Да, похоже, у старого доброго Курта с информационным обеспечением было не очень. Только Воронцовой на это было наплевать.
— Валерия Евгеньевна, законная супруга Хорста, — веско и безапеляционно представилась она, и в голосе ее, все еще слабом, отчетливо послышалась тревога. — Как он там? Его укусила вобла.
— Плох, дочка, плох, — гигант насупился, проглотил слюну. — Собственно, как плох, состояние стабильное. Кома. А что касаемо этой твари…
Кашлянув, он замолчал и деликатно отвернулся, потому что женщина в белом занялась вплотную ягодицами Валерии. Быстро испятнав их точками уколов, она собрала инструмент, добро улыбнулась и вытянулась по стойке смирно.
— Группенфюрер, все в порядке. Жить будет.

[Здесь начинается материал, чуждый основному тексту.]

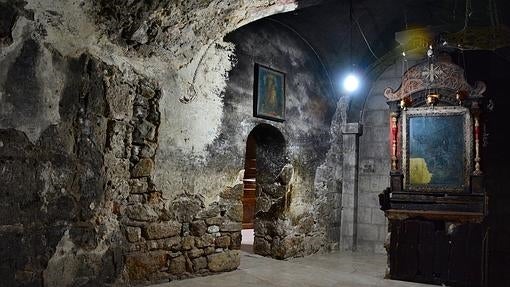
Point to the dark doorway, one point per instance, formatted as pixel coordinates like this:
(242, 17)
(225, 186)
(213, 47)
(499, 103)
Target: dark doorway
(249, 182)
(264, 160)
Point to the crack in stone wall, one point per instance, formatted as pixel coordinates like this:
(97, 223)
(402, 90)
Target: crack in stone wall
(92, 124)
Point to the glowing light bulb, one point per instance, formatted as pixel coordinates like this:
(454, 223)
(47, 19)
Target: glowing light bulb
(351, 83)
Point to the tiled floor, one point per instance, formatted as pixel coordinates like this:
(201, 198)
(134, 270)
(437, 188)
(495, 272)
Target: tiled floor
(334, 269)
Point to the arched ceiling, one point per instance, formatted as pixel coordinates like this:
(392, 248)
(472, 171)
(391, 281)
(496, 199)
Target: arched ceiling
(326, 27)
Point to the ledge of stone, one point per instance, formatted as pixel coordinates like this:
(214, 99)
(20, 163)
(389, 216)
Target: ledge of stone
(352, 128)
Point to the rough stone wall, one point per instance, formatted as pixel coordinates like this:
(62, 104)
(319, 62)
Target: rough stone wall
(295, 206)
(374, 161)
(114, 158)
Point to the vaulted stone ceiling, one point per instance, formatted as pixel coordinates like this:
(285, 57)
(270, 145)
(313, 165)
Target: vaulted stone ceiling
(326, 26)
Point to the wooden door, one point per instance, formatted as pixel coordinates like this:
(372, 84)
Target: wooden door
(250, 184)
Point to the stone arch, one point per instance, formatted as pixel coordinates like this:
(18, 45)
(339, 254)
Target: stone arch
(266, 169)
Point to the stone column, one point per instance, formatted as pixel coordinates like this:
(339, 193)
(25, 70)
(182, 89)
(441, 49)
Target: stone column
(349, 212)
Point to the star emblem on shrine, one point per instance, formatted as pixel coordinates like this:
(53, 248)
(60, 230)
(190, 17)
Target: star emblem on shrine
(432, 72)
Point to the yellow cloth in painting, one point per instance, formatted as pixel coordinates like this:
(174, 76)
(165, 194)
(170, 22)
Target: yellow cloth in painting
(418, 171)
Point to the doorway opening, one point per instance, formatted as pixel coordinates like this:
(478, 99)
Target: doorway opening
(249, 194)
(265, 157)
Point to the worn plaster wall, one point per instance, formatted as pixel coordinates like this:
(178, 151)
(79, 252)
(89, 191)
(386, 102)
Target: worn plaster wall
(114, 158)
(306, 212)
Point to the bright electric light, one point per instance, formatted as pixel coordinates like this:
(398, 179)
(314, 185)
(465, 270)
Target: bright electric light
(351, 83)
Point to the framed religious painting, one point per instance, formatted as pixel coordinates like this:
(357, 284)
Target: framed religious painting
(269, 94)
(437, 144)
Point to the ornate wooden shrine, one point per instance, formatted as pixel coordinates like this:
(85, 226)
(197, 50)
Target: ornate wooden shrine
(436, 202)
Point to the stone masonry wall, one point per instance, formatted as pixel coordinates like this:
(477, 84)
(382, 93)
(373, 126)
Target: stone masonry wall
(115, 163)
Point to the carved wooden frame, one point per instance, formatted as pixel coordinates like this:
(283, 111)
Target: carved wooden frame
(468, 146)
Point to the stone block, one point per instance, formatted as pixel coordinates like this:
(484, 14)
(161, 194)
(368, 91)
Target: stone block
(235, 240)
(198, 228)
(148, 150)
(133, 234)
(162, 230)
(184, 208)
(172, 243)
(365, 246)
(145, 130)
(119, 134)
(383, 232)
(235, 212)
(119, 97)
(199, 263)
(365, 215)
(209, 250)
(222, 241)
(213, 229)
(188, 242)
(194, 253)
(141, 212)
(261, 246)
(306, 224)
(204, 241)
(231, 226)
(233, 193)
(177, 265)
(214, 221)
(286, 174)
(225, 261)
(138, 186)
(143, 168)
(140, 266)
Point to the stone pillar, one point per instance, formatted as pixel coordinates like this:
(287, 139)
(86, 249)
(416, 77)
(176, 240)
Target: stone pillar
(349, 211)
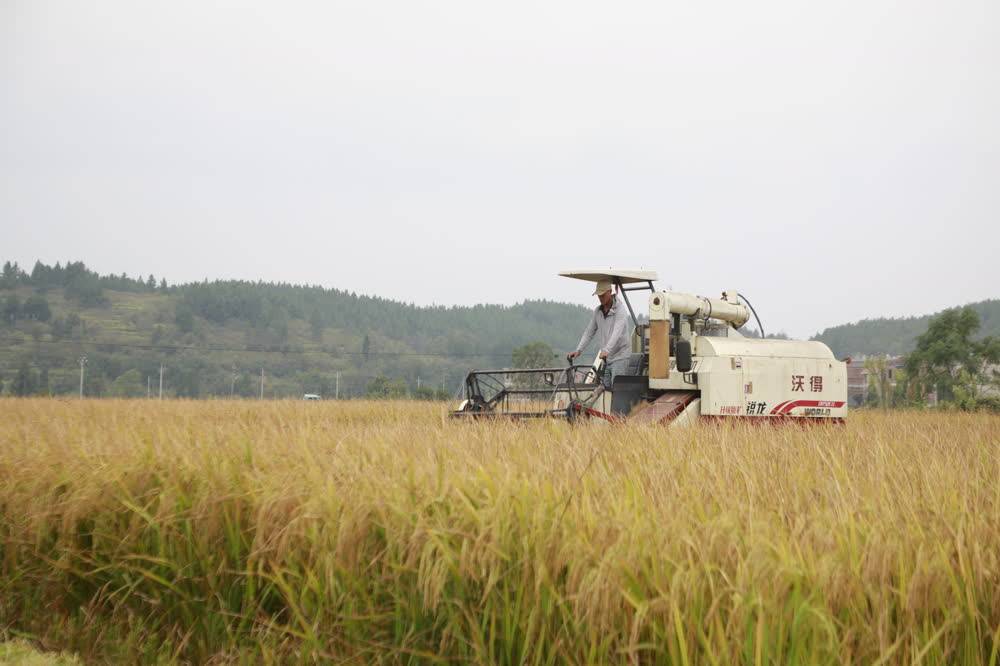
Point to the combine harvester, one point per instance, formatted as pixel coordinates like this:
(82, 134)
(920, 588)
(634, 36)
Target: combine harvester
(688, 362)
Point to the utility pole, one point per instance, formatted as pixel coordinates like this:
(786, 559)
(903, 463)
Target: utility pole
(83, 363)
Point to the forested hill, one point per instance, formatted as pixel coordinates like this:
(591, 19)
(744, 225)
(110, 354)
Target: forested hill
(897, 336)
(215, 337)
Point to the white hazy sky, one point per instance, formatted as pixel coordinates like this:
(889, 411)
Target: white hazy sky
(832, 161)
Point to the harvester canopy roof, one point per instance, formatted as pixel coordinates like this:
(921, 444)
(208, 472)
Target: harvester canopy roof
(611, 275)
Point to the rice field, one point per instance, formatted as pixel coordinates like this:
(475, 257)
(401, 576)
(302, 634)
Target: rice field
(365, 532)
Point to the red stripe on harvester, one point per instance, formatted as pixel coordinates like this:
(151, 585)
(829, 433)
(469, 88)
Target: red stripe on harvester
(811, 403)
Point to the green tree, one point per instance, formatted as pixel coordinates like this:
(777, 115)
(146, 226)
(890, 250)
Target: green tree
(184, 317)
(316, 323)
(384, 388)
(129, 384)
(533, 355)
(26, 381)
(37, 308)
(878, 380)
(11, 308)
(947, 350)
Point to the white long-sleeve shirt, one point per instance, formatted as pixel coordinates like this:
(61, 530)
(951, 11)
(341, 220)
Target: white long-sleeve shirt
(611, 329)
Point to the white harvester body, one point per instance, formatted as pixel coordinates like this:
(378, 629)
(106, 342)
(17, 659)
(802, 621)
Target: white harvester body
(688, 362)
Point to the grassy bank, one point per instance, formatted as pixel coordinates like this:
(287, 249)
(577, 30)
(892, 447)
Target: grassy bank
(228, 531)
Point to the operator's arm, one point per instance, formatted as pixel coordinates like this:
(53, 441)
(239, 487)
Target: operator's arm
(588, 333)
(617, 331)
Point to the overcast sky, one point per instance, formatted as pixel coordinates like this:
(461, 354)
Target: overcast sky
(832, 161)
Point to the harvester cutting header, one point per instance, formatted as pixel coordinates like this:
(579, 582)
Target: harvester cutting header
(688, 360)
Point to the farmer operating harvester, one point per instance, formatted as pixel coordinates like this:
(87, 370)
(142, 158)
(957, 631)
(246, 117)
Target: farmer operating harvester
(687, 361)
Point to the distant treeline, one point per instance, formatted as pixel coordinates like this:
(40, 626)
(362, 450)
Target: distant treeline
(215, 337)
(897, 337)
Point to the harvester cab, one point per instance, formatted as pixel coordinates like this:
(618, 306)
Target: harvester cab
(688, 361)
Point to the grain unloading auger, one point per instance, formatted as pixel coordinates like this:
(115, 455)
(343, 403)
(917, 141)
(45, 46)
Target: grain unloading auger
(688, 361)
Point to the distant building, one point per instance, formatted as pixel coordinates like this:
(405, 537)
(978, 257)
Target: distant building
(858, 379)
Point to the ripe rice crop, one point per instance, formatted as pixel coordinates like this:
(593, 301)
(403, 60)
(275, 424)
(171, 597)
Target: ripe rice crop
(138, 531)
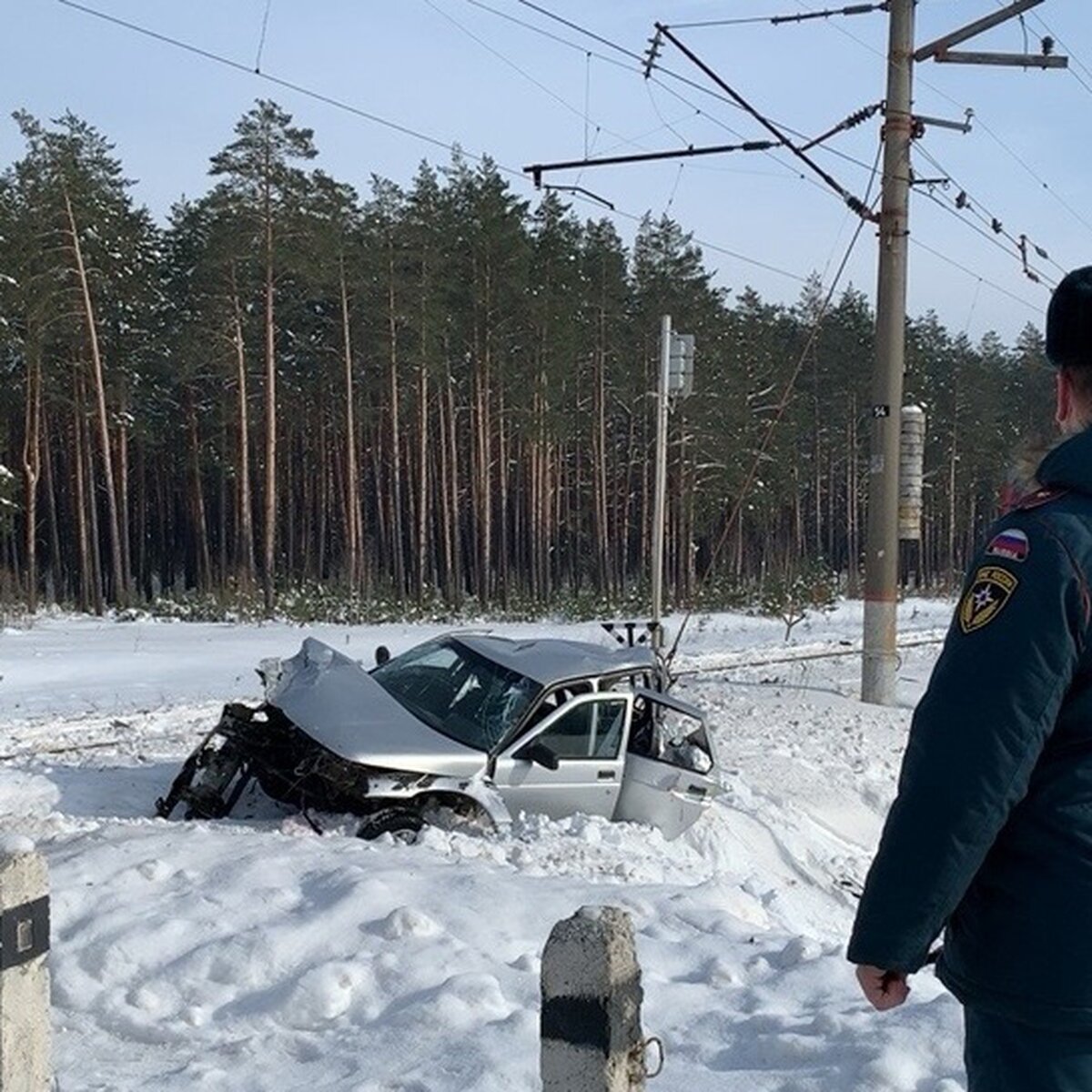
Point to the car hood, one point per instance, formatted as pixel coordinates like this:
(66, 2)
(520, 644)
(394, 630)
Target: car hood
(342, 708)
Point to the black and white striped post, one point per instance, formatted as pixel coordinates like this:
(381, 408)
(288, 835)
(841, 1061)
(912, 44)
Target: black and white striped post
(25, 1032)
(591, 998)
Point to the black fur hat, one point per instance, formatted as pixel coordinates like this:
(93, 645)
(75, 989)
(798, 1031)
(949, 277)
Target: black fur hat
(1069, 321)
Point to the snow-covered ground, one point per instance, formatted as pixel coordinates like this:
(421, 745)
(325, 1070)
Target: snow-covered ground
(255, 955)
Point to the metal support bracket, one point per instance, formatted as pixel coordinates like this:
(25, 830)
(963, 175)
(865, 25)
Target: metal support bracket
(25, 933)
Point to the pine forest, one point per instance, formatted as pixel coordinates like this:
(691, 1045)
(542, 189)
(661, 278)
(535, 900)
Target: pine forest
(434, 397)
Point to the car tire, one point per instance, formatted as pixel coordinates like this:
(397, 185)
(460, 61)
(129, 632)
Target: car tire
(403, 824)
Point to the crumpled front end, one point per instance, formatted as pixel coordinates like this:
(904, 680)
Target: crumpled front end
(262, 745)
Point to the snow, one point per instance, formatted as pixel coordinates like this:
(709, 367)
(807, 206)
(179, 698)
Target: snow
(255, 955)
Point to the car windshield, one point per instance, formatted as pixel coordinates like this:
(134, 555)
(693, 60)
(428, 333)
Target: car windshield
(457, 692)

— Спасибо, гауптштурмфюрер, вы свободны, — он присел на табуретку у кровати Воронцовой и трогательно, с отцовской нежностью поправил сбившееся одеяло. — Так вот, что касаемо этой твари, дочка. Это был опытный образец. Наши ученые вывели редкую породу воблы, с ядовитыми железами, с тем, чтобы в реках советского Нечерноземья она кусала на водопое скот. Здорово придумано, да? — хмыкнув, Курт впервые за все время улыбнулся, выпятил губу, подбородок и грудь, но тут же страшное, в глубоких шрамах лицо его снова затуманилось. — Но только на деле, дочка, ни хрена не вышло. Вначале от бескормицы вымер колхозный скот, а следом особая, выпущенная в реки советского Нечерноземья вобла. Не вынесла плотин и удобрений. А вот здесь, на Амазонке, прижилась, кусает, стерва, всех кого ни попадя. Хотя сушеная, с баварским пивом очень даже ничего. Главное — не есть ее вместе с головой. А то ведь противоядия наши ученые так и не придумали. Впрочем хрен его знает, прогресс не стоит на месте. Я уже отправил шифртелеграмму в Шангриллу, фюрер не даст пропасть таким борцам как Хорст. Хорст, Хорстен, бедный мальчик мой…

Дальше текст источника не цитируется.